Der Senat setzt sich mit seiner Entscheidung auch nicht in Widerspruch zu dem Beschluss des Oberlandesgerichts München vom 29.01.2013 – 13 U 3214/12 (BeckRS 2016, 12072, beck-online). Im dortigen Fall war nur eine Vertragserfüllungsbürgschaft in Höhe von 5% und ein 5%iger Einbehalt vereinbart worden, so dass die Sicherheit in Summe 10% nicht überstieg. Hier hingegen betrug die Sicherheit insgesamt 19,1% und damit fast das Doppelte der zulässigen Höhe.
III.
Die prozessualen Nebenentscheidungen beruhen auf §§ 92 Abs. 1, 708 Nr. 10, 711 ZPO.

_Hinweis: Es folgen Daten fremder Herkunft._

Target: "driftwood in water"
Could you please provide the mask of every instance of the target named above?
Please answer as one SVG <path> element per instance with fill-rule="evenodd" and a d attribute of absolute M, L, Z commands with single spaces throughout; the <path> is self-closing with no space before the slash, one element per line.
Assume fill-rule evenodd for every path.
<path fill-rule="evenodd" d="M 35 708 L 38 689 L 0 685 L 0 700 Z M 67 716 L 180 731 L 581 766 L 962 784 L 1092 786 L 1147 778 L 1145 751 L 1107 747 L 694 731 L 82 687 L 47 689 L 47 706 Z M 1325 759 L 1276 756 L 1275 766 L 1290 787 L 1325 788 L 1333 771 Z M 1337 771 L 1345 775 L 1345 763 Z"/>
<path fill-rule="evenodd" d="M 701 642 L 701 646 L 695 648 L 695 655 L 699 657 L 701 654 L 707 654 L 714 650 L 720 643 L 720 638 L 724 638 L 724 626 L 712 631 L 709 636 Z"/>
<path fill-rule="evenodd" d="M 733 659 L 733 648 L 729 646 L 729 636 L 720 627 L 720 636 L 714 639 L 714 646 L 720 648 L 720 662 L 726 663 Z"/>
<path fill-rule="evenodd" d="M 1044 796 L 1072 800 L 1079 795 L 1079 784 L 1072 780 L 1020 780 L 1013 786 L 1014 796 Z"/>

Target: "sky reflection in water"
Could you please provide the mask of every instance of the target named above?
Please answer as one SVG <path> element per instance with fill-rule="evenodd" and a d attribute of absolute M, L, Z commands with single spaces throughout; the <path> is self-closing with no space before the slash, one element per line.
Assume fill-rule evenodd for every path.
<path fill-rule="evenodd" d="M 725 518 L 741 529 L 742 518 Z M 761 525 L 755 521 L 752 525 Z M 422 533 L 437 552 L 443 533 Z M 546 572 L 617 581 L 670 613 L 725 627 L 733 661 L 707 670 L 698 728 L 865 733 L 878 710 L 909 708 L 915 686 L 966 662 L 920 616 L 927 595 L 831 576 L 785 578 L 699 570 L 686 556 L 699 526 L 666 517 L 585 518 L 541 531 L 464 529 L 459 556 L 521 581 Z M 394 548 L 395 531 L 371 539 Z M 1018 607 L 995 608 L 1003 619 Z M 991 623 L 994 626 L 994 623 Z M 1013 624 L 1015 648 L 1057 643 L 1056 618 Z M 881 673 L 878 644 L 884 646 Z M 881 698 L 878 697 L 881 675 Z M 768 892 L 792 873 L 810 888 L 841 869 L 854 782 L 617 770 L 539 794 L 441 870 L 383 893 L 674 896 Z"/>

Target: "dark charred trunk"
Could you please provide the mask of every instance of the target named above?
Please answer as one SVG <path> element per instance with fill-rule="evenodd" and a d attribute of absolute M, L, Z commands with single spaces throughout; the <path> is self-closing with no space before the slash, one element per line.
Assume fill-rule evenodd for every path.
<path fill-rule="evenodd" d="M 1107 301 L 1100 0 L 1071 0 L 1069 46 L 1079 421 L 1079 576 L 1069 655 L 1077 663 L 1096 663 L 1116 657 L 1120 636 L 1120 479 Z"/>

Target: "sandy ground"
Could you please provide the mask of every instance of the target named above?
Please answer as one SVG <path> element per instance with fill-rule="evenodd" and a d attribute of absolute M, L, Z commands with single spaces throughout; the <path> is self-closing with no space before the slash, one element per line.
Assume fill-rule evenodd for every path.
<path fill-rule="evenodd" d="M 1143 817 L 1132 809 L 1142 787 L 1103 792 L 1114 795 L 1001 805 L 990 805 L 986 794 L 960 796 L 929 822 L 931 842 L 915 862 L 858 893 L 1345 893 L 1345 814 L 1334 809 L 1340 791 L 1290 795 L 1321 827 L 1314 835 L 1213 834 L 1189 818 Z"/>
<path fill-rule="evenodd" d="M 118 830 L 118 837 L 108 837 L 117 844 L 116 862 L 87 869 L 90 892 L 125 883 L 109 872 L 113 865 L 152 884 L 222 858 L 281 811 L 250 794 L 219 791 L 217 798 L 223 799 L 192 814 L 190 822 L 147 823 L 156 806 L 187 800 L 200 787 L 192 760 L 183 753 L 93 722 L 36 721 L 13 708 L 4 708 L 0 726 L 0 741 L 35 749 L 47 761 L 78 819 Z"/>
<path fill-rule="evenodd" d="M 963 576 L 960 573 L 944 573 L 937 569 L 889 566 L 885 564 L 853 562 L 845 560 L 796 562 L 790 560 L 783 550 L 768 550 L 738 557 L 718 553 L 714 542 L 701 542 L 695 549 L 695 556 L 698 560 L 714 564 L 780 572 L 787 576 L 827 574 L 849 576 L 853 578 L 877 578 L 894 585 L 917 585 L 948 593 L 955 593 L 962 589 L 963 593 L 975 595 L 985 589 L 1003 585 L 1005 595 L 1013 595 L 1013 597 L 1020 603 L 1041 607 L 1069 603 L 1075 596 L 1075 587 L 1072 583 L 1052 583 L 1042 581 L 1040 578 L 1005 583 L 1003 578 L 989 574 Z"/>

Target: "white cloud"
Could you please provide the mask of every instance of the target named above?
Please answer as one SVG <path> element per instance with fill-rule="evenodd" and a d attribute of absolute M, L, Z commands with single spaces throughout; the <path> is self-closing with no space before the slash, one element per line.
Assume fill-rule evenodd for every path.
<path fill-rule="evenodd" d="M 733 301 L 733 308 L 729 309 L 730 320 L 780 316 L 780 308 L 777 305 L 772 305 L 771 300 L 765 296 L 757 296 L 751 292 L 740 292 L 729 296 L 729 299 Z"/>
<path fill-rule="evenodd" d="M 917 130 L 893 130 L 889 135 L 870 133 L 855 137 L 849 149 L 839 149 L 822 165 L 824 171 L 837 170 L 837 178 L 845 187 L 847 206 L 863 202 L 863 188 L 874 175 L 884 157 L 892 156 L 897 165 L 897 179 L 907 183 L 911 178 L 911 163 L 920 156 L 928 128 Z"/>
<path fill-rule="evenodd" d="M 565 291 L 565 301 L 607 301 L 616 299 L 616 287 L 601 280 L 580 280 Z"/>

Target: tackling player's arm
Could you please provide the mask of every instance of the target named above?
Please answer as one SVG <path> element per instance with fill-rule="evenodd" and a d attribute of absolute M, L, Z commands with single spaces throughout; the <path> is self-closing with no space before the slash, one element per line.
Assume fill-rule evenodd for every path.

Die Voraussetzungen für die Zulassung der Revision gemäß § 543 Abs. 2 ZPO liegen nicht vor. Weder hat die Rechtssache grundsätzliche Bedeutung noch erfordert die Fortbildung des Rechts oder die Sicherung einer einheitlichen Rechtsprechung eine Entscheidung des Revisionsgerichts. Der Senat hat die Sache allein unter Berücksichtigung der besonderen Umstände des Einzelfalles entschieden.